Widersprüchliche Aussagen

Das aber würde der Aussage Kutters widersprechen, wonach die Initiative von der Bundesanstalt ausging. Stadtsprecher Oliver Böer konnte das Ganze aufklären. Am 12. Oktober sei eine erste Mail der Bima bei der Stadt eingegangen, wonach die Wohnungen an der Lerschstraße nicht mehr zur Verfügung stünden. Wörtlich hieß es da: „Eine gemeinsame Wohnraumoffensive von Bund, Ländern und Kommunen u.a. sieht vor, dass die Bima insbesondere aufgrund des hohen Bedarfs an bezahlbaren Wohnungen für Bundesbedienstete zusätzlichen Wohnraum schaffen soll. Mit Blick auf diese veränderte politische Ausrichtung bietet es sich an, die hier in Rede stehenden Häuser zur Deckung des Wohnungsfürsorgebedarfs des Bundes zu nutzen.
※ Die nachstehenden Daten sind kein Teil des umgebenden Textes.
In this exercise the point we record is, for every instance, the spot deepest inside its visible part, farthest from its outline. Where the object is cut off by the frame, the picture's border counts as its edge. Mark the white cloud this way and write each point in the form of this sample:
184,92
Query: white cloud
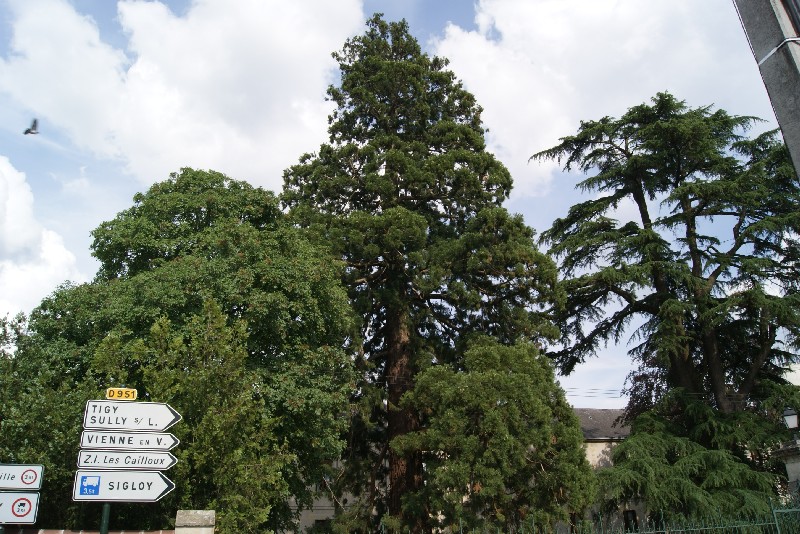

Vor diesem Hintergrund muss ich Ihnen leider mitteilen, dass die Ihnen benannten Häuser in der Lerschstr. nicht mehr für die Unterbringung von Asylbegehrenden und Flüchtlingen zur Verfügung stehen.“

Eine fast wortgleiche Mail mit Bezug zu den Bima-Wohnungen an der Straße Am Südfriedhof erreichte die Verwaltung am 26. Oktober, also tatsächlich kurz vor der Ratssitzung.

Das weitere Prozedere

Die Wohnungen im Unnaer Süden sollen, so die Bima-Pressestelle, nun nach notwendigen Renovierungen zunächst Bundesbediensteten angeboten werden. Sollte dort kein Bedarf bestehen, sollen sie dem allgemeinen Wohnungsmarkt zugeführt werden.

Auch Massen keine Option

Im Bereich der ehemaligen Landesstelle besitzt die Bima weitere Wohnungen. Auch die stehen für die Unterbringung von Flüchtlingen aber nicht zur Verfügung - auch aus planungsrechtliche Gründen, wie Böer erklärt. Zudem soll der Hochschule die Option für eine Erweiterung offengehalten werden.

Damit hat sich offenbar endgültig zerschlagen, was die FDP nach ihrer Haushaltsklausur angeregt hatte: Flüchtlinge in den Bima-Wohnungen unterzubringen und auf den bereits beschlossenen Neubau der städtischen Unterkunft an der Kamener Straße zu verzichten.